Real Estate in Brooklyn, January 2014

Alex Bleeker lays it all out there in Guitar Center. “People are going to say it forever, but we’re not trying to make the soundtrack to your summer,” the bearded 27-year-old bassist and New Jersey native says while noodling on a six-string he plucked from the wall. “Our brand is that we have no brand. We’re literally just, like, the dudes you know from down the street in high school who would play in a band together.”

The “we” Bleeker is referring to would be Real Estate, the band he co-founded roughly five-and-a-half years ago with two of his high-school friends, singer-guitarist Martin Courtney and guitarist Matt Mondanile. Courtney, 28, is quietly admiring the rainbow of polished guitars hanging above. This particular Guitar Center, situated on the lowest level of Brooklyn’s Atlantic Terminal Mall, is not the same outlet that they would frequent as teenagers in the Garden State. But it’s also not unlike that old haunt, which the trio would visit after getting high, just before hitting up the nearby Wendy’s.

Right now, on this slate-gray January afternoon, Mondanile is nowhere in sight, as he’s searching for a parking spot. He’s been traveling separately from the rest of Real Estate all day, driving himself around Brooklyn while Bleeker chauffeurs the others in a beaten-down Ram 2500 van nicknamed “Reality.” (“The joke is, ‘Well, back to Reality,'” Bleeker says.) The quintet’s two newest members — drummer Jackson Pollis, 24, and keyboardist Matt Kallman, 32 — orbit around Courtney and Bleeker, who is still strumming an unplugged electric while trying to pinpoint Real Estate’s appeal.

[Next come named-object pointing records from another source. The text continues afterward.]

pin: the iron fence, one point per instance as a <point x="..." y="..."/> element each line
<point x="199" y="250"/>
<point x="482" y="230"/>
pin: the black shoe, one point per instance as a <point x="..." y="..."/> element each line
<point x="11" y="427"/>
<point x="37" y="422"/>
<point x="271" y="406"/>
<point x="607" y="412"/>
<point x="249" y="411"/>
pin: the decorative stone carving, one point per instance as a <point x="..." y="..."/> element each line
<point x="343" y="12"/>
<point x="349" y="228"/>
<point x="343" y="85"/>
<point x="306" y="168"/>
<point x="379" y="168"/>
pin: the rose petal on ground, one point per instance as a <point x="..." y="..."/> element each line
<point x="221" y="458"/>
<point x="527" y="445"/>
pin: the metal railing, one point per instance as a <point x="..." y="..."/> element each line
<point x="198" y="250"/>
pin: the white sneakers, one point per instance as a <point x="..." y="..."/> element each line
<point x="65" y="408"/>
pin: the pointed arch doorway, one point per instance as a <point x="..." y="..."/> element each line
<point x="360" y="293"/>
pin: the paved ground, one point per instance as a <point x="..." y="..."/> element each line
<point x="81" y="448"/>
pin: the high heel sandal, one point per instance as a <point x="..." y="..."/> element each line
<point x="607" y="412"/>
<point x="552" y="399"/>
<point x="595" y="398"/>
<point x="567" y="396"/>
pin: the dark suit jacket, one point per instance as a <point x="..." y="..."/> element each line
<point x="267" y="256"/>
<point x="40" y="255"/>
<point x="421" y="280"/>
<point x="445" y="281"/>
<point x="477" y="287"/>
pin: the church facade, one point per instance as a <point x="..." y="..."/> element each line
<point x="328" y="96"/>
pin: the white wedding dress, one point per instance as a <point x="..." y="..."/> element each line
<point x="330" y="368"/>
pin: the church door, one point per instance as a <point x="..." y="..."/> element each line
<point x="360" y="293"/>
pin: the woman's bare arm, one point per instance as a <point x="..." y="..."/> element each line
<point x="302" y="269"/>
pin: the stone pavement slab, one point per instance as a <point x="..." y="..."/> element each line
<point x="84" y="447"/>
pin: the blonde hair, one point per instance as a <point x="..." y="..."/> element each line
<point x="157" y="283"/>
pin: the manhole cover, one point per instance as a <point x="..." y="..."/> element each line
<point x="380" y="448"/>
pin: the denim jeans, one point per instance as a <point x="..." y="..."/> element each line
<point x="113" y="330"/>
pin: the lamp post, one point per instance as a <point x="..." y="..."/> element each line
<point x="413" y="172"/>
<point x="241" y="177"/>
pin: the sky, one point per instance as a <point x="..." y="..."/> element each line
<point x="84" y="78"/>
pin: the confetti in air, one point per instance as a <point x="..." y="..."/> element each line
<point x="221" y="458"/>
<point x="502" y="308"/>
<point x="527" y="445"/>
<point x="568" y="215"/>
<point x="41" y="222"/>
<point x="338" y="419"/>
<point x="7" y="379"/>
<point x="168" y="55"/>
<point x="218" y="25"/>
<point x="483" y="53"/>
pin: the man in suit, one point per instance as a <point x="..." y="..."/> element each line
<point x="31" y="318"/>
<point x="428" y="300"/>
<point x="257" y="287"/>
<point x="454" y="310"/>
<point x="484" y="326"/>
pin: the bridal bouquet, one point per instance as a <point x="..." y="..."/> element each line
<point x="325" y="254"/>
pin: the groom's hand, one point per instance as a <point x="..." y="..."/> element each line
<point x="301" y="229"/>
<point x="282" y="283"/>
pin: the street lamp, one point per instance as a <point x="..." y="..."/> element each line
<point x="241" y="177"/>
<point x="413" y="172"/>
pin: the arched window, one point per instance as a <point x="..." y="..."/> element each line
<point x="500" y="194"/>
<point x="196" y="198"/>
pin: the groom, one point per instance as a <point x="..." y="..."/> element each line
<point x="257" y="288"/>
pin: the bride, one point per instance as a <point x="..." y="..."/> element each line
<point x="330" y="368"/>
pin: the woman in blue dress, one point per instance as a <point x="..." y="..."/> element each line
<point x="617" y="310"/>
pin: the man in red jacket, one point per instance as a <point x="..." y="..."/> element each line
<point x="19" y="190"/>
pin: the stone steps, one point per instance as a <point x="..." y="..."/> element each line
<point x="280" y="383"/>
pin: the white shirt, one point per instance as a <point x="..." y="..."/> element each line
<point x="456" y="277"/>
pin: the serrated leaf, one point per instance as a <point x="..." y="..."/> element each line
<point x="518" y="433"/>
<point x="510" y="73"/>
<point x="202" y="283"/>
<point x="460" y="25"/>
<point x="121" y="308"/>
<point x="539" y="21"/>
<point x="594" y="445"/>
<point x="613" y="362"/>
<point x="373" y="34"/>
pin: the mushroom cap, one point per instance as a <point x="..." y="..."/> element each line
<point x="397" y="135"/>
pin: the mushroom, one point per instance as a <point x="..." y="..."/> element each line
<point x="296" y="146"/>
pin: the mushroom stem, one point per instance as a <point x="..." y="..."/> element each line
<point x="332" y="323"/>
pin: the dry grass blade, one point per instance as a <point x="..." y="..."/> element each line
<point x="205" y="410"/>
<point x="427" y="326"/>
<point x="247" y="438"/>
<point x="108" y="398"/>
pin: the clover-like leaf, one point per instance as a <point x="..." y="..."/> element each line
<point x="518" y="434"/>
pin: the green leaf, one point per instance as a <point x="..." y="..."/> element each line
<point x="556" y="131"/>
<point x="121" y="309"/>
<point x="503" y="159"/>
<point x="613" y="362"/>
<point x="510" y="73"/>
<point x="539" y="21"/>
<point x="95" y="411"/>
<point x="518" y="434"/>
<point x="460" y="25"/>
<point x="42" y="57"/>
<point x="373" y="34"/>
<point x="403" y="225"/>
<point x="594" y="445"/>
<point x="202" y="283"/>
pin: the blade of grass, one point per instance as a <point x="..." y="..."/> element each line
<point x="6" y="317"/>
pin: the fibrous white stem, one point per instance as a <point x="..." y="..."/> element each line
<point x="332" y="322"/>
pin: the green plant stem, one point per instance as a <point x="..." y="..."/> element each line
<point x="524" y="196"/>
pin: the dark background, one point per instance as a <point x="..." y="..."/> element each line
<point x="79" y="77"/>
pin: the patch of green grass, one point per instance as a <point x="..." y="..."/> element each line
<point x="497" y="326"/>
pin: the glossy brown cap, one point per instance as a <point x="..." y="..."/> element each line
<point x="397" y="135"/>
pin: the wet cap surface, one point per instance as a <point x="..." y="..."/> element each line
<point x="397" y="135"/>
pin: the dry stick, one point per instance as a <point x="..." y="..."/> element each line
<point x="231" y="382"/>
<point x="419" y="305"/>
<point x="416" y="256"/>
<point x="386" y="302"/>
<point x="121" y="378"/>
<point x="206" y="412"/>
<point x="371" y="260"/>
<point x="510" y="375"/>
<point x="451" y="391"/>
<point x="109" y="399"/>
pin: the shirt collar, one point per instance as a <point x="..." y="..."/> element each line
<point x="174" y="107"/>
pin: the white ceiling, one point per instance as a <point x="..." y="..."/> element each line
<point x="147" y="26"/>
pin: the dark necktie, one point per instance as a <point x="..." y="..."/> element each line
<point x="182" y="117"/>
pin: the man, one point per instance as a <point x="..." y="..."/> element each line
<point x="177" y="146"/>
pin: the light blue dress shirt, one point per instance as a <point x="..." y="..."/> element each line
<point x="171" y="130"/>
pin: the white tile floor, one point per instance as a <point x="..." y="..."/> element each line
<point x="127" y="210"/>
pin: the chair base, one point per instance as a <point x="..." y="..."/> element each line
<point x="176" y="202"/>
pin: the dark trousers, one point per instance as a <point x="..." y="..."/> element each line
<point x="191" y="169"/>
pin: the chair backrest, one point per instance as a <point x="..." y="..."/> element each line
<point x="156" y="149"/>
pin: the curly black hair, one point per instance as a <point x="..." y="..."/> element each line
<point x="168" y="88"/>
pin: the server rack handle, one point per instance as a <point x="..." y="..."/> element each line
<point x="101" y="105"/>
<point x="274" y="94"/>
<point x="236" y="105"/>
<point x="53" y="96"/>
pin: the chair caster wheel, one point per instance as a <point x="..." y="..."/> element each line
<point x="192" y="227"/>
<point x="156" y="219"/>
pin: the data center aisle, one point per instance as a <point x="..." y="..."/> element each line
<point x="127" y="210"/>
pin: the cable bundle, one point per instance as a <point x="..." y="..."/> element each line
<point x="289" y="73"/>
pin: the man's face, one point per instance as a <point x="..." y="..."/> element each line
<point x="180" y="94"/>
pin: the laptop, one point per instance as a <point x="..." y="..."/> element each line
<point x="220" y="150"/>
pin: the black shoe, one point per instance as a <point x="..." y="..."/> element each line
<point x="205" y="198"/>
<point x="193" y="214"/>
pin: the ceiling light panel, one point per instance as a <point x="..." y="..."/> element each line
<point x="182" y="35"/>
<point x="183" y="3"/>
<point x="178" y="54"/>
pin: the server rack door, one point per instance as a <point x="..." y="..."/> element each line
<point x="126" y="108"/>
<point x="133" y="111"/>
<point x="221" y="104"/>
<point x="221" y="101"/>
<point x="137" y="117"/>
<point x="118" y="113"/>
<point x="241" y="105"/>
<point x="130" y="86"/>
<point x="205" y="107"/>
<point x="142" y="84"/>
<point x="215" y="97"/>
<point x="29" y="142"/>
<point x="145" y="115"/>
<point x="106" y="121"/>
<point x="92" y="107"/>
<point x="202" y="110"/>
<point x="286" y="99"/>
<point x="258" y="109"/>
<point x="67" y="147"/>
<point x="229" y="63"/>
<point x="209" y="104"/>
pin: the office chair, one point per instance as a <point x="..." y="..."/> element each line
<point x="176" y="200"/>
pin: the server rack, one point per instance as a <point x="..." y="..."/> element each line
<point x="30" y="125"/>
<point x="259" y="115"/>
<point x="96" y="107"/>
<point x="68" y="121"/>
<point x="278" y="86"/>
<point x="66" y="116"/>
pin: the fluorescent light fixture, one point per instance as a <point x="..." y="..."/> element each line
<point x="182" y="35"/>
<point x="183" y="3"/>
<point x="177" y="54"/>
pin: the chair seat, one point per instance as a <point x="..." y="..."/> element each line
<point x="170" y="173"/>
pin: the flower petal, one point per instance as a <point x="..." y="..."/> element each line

“I feel like a kid today could hear one of our records and feel inspired to be able to do it,” Bleeker says. “We’re not, like, virtuosos. We’re not interested in making music that’s difficult to play. That’s a metal thing. ‘Dude, that’s so hard. Do you know how hard that is?’ It’s like, ‘Yeah, but is it good?‘”

To date, Real Estate have released two very good, if very unassuming, albums: a shimmering, self-titled debut in 2009, and a sturdier sophomore set, 2011’s Days, their first for Domino. Both records enjoyed critical acclaim for their wealth of ringing melodies, plainspoken lyrics, and languid, interweaving guitar-work.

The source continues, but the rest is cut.